A few years ago I attended the Nc’wala harvest ceremony in Chipata, eastern Zambia, near the border with Malawi. The Ngoni people celebrate Nc’wala, as do the Swazis. I remember being happy at finding this similarity in a land that was far from home.

As the Ngoni’s paramount chief Mpezeni entered the stadium for the celebration, the crowd began singing Nkosi yamakhosi. Nkosi yamakhosi, which means “king of kings”. The Zulu also sing in this way about their king. It was then that I realised that I was among my people – Zulu people – whose language and ways had slightly changed.

The Ngoni language sounded like a dialect of Zulu, but at times I found it difficult to understand. A woman in the crowd, who lived in Johannesburg, realised this and described events at the ceremony in isiZulu. Later, I chatted to one of the Ngoni chiefs when I gave him a lift back to his house. He told me how Zwangendaba, the Ngoni people’s first leader, led a group out of KwaZulu-Natal in the early 1800s to settle in what is now Zambia and Malawi. This was a revelation to me and I was excited because I had found people in Zambia that I identified as my people and they had accepted me as theirs.

After dropping off the chief I spent some time with the young men in the area, who offered me a sip of their beer, a gesture I accepted even though I don’t drink beer.

Warm hospitality
Even after I crossed the border to Malawi, I still found excitement when I met more Ngoni people because, to me, they were Zulu people. The Ngoni I met were hoping that Zulu King Goodwill Zwelithini would visit them because they wanted to belong to the Zulu nation and build relations again.


I later went to Bulawayo in Zimbabwe where I met an Ndebele man who couldn’t contain his joy at meeting a Zulu in his environment. He told me he had sent his daughter to the University of KwaZulu-Natal (UKZN) because he wanted her to learn more about her Zulu heritage because this is where Ndebele people originated from. We spent hours chatting and he wanted to find out what it was like growing up in KwaZulu-Natal.

In Mozambique, I met a man selling artwork in the middle of a market in Maputo. Speaking isiZulu, I asked if he had lived in South Africa. He said he was from southern Mozambique where he had learned isiZulu. Here was a man who had never stepped foot in South Africa and who addressed me in my home language.

National shame
At Sussex University in England, one of my friends’ surname is Mabaso and he is from Mozambique. Mabaso is a Zulu name in South Africa.

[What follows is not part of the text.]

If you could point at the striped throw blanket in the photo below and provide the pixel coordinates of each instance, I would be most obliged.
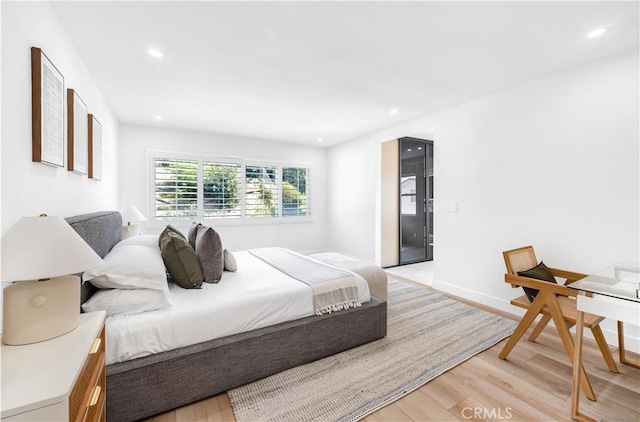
(333, 289)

Another friend of mine is called Mokwetsi, which I quickly identified as a Sotho surname, but he has never lived in South Africa and is Zimbabwean.

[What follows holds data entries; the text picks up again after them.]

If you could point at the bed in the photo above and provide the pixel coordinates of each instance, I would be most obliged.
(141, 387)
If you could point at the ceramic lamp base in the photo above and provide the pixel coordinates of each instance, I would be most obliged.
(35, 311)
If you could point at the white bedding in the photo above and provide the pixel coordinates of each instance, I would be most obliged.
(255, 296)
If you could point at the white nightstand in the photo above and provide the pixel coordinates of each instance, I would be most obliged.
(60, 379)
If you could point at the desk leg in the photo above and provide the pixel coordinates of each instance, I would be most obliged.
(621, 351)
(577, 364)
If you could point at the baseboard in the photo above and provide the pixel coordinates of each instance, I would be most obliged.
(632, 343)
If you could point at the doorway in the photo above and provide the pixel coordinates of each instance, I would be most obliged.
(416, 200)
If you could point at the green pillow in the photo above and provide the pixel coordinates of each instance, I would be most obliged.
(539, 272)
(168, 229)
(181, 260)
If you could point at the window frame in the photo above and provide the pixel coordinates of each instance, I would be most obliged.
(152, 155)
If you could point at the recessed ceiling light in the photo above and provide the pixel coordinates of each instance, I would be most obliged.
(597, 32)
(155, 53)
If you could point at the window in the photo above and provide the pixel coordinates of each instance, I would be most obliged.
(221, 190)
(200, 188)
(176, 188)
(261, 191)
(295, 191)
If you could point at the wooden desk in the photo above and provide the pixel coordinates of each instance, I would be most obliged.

On Sunday I was disappointed and ashamed by South Africans when I read of the stabbing of Mozambican Emmanuel Sithole for what many think was a xenophobic attack.

I also found it ironic that his surname is Sithole, a very Zulu surname. I wondered why similar surnames have not made many South Africans realise that, as Africans, we are generally a people whose origins are the same. For example, the Ngoni leader Zwangendaba left his brother Somkhanda when he led his group to Zambia and Malawi. Somkhanda’s family in KwaZulu-Natal will always be related to Zwangendaba’s family.

As the recent attacks on foreigners have been concentrated in Durban, I thought about the Zimbabwean man who had sent his daughter to UKZN so she could find out more about her people and wondered how he feels now that many of her people do not want her back. I felt ashamed when I thought about how I have always been accepted with excitement in every single African country I have visited, whether Swaziland in the south, Tanzania in the east or Egypt in the north, and wondered why we cannot do the same when others come to be with us here in South Africa.